Novel jauh lebih panjang daripada cerpen, novel dapat mengemukakan sesuatu secara bebas, menyajikan sesuatu yang lebih banyak, lebih rinci, lebih detil, dan lebih banyak melibatakan berbagai permasalahan yang lebih komplek. Kelebihan cerpen yang khas adalah kemampuannya mengemukakan secara lebih banyak, secara implisit dari sekedar yang diceritakan. Unsur-unsur pembangun sebuah novel dan cerpen terdapat perbedaan antara lain:

Cerpen:
  1. Pada umumnya plot tunggal, hanya terdiri dari satu peristiwa yang diikuti sampai cerita berakhir
  2. Berisi satu tema
  3. Jumlah tokoh maupun perwatakannya terbatas
  4. Tidak memerlukan detail-detail khusus tentang keadaan latar, hanya melukiskan latar secara garis besar saja atau bahkan hanya secara implisit
  5. Pencapaian sifat kepaduan lebih mudah, keutuhan cerita hanya pendek –sependek satu bab dalam novel

Novel:
  1. Pada umumnya memiliki lebih dari satu plot, terdiri dari satu plot utama dan sub-subplot.
  2. Dapat berisi lebih dari satu tema, yaitu satu tema utama dan tema-tema tambahan
  3. Jumlah tokoh lebih banyak dan perwatakannya lebih rinci dan lengkap
  4. Melukiskan latar secara lebih rinci sehingga dapat memberikan gambaran yang lebih jelas, konkret, dan pasti
  5. Pencapaian sifat kepaduan lebih sulit, keutuhan cerita meliputi keseluruhan bab

Novel Serius dan Novel Popoler
Sebutan novel populer atau novel pop, mulai merebak sesudah suksesnya novel Karmila, dan Cintaku di Kampus Biru pada tahun 70-an. Sesudah itu novel hiburan, tidal peduli mutunya disebut sebagai novel pop. Sastra dan musik populer sebagai kelanjutan dari istilah populer yang sebelumnya telah dikenal di dunia sastra dan musik adalah semacam sastra dan musik yang dikategorikan sebagai sastra dan hiburan komersial.
Novel popular adalah novel yang popular pada masanya dan banyak masalah yang aktual dan selalu menzaman, namun hanya sampai pada tingkat permukaan. Sastra populer adalah perekam kehidupan, dan tidak banyak memperbincangkan kembali kehidupan dalam serba kemungkinan. Sastra popular yang baik banyak mengundang pembaca untuk mengidentifikasikan dirinya (Kayam, 1981: 88). Novel serius justru harus sanggup memberikan yang serba berkemungkinan, membaca novel serius jika ingin kita memahaminya dengan baik, diperlukan daya konsentrasi yang tinggi dan disertai kemauan. Pengalaman dan permasalahan kehidupan yang ditampilkan dalam novel ini disoroti dan diungkapan sampai ke inti hakikat kehidupan yang bersifat universal. Novel serius mempunyai tujuan memberikan pengalaman yang berharga atau paling tidak mengajaknya untuk meresapi dan merenungkan secara lebih sungguh-sungguh tentang permasalahan yang dikemukakan kepada pembaca. Contoh Hamlet, Romeo dan Juliet, Belenggu, Atheis, Jalan Tak Ada Ujung, Mahabarata, dan Ramayana.
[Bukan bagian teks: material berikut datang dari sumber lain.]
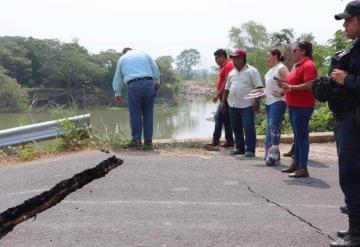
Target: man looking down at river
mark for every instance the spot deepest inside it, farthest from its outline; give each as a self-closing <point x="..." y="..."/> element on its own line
<point x="240" y="82"/>
<point x="222" y="116"/>
<point x="140" y="73"/>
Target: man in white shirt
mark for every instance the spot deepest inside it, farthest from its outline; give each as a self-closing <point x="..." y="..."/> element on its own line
<point x="241" y="80"/>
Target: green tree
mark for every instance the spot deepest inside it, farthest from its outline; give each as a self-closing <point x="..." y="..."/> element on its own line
<point x="283" y="38"/>
<point x="251" y="35"/>
<point x="13" y="57"/>
<point x="339" y="41"/>
<point x="186" y="61"/>
<point x="167" y="72"/>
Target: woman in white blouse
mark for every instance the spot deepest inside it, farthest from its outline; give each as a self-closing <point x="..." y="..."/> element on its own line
<point x="275" y="105"/>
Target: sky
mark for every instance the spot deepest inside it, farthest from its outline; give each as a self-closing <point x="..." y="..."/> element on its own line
<point x="163" y="27"/>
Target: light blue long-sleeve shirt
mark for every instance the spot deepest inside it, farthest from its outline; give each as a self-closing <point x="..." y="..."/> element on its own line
<point x="134" y="64"/>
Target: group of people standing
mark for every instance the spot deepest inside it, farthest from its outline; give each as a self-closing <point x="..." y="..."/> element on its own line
<point x="283" y="89"/>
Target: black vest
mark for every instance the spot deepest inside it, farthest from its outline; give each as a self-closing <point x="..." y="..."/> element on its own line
<point x="348" y="98"/>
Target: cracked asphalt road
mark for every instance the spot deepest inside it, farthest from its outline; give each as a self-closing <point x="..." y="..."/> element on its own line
<point x="179" y="198"/>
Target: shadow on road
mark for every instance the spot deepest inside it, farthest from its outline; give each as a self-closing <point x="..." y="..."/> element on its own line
<point x="311" y="182"/>
<point x="317" y="164"/>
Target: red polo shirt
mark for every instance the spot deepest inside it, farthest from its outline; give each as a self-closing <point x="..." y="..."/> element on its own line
<point x="303" y="71"/>
<point x="222" y="76"/>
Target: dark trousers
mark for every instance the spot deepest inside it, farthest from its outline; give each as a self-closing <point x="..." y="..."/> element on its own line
<point x="243" y="120"/>
<point x="347" y="136"/>
<point x="299" y="118"/>
<point x="141" y="96"/>
<point x="223" y="118"/>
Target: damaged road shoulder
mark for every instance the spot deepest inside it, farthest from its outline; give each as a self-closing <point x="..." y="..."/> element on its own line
<point x="29" y="208"/>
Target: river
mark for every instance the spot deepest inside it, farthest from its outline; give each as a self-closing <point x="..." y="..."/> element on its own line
<point x="187" y="120"/>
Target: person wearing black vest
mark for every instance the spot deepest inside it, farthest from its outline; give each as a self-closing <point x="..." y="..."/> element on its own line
<point x="345" y="104"/>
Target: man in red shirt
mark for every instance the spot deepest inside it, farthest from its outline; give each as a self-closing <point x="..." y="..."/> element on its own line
<point x="222" y="117"/>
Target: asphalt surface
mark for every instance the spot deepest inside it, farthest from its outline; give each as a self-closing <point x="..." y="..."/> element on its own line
<point x="179" y="198"/>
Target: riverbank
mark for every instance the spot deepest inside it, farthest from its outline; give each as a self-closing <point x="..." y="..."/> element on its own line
<point x="24" y="153"/>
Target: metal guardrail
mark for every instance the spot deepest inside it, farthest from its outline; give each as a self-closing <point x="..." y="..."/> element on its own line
<point x="39" y="131"/>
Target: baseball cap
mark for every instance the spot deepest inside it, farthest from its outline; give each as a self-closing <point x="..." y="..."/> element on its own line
<point x="238" y="53"/>
<point x="351" y="9"/>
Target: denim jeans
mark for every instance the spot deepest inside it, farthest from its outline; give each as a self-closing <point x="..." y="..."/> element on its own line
<point x="242" y="120"/>
<point x="223" y="118"/>
<point x="299" y="118"/>
<point x="347" y="137"/>
<point x="141" y="96"/>
<point x="275" y="115"/>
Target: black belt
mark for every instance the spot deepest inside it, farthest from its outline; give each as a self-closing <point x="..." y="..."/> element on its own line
<point x="140" y="79"/>
<point x="352" y="113"/>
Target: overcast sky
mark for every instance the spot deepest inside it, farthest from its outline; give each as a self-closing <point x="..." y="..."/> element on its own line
<point x="163" y="27"/>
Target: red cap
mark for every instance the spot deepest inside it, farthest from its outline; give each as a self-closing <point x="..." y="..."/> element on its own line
<point x="238" y="53"/>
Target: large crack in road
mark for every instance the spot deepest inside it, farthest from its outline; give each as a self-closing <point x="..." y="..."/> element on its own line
<point x="31" y="207"/>
<point x="317" y="229"/>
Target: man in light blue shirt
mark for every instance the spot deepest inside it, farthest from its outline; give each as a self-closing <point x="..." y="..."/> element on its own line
<point x="140" y="73"/>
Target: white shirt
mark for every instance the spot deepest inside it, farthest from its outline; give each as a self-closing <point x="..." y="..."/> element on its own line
<point x="240" y="83"/>
<point x="271" y="85"/>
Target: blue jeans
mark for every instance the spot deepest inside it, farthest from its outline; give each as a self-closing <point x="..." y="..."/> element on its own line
<point x="299" y="118"/>
<point x="242" y="120"/>
<point x="141" y="96"/>
<point x="223" y="118"/>
<point x="347" y="136"/>
<point x="275" y="115"/>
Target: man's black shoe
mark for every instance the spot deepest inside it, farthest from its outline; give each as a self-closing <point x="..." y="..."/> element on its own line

Novel popular lebih mudah dibaca dan lebih mudah dinikmati karena ia memang semata-mata menyampaikan cerita (Stanton, 1965: 2). Berhubung novel populer lebih mengejar selera pembaca, komersial, ia takkan menceritakan sesuatu yang bersifat serius sebab hal itu dapat berarti akan berkurangnya jumlah penggemarnya. Novel serius biasanya berusaha mengungkapkan sesuatu yang baru dengan cera pengucapan yang baru pula. Oleh karena itu, dalam novel serius tidak akan terjadi sesuatu yang bersifat stereotip, atau paling tidak, pengarang berusaha untuk menghindarinya. Novel serius menuntut aktivitas pembaca untuk mengoprasikan daya intelaktualnya. Pembaca dituntut untuk ikut merekonstruksikan duduk persoalan masalah dan hubungan antartokoh. Novel serius juga tidak bersifat mengabdi kepada pembaca, dan memang pembaca novel jenis ini tidak (mungkin) banyak.


Referensi:
Nurgiyantoro, Burhan. 2007. Teori Pengkajian Fiksi. Yogyakarta: Gadjah Mada university Press.